Thursday, September 14, 2006

The Bus

You get a different crowd out west, I think. Most of the people getting on the Portland to Seattle bus were going much farther-- Idaho, Montana, Wisconsin-- and the bus was already half full with people travelling through when it pulled up two hours late. The girl in front of me was coming up from California and had already been on the bus for 16 hours. A generally amicable group, a few families, lots of joking around in the back like we were on a rugby trip or something, not a completely random bunch of strangers.

A row back on the other side of the aisle there was a guy in a black cowboy hat trying to convince his seatmate to join Americorps. Or maybe he was just selling the idea in general because every time I tuned in he was listing another benefit. "They give you $1000 a month and pay for your travel."

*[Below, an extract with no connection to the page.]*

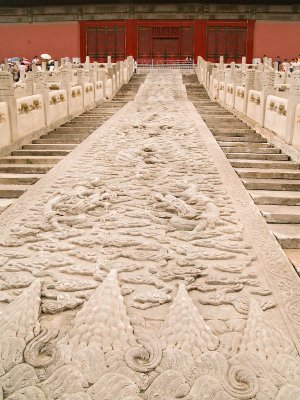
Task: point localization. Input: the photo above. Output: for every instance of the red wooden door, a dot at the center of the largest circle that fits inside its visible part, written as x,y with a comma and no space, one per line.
227,41
103,41
163,42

The guy next to me in line at the gate was obviously intoxicated. But in a friendly, semi-stranger you might meet at a friend's party way, not the sketchy guy on the street way. He was headed to Billings, going home after three years of living in Portland, and hey, if I had that many hours on the bus ahead of me i would have shown up drunk, too. At that point I was so sleep deprived I was probably less coherent than he was anyway, and it reminded me of the time I spent the night in the Atlanta airport and had a conversation with the cleaning guy at 2 am trying to explain why I had been in Florida, because I was on the rowing team. Not the growing team.

Asked if I was backpacking, I said no, I'm just going back to Olympia.

1 comment:

laura said...

wow. i wish i knew what americorps program that guy was doing; i KNOW i get less than half that; and NO travel included. that said, i spent the day pulling out fencing that was protecting the piping plovers all summer long on yet another beautiful cape cod beach. i love my service.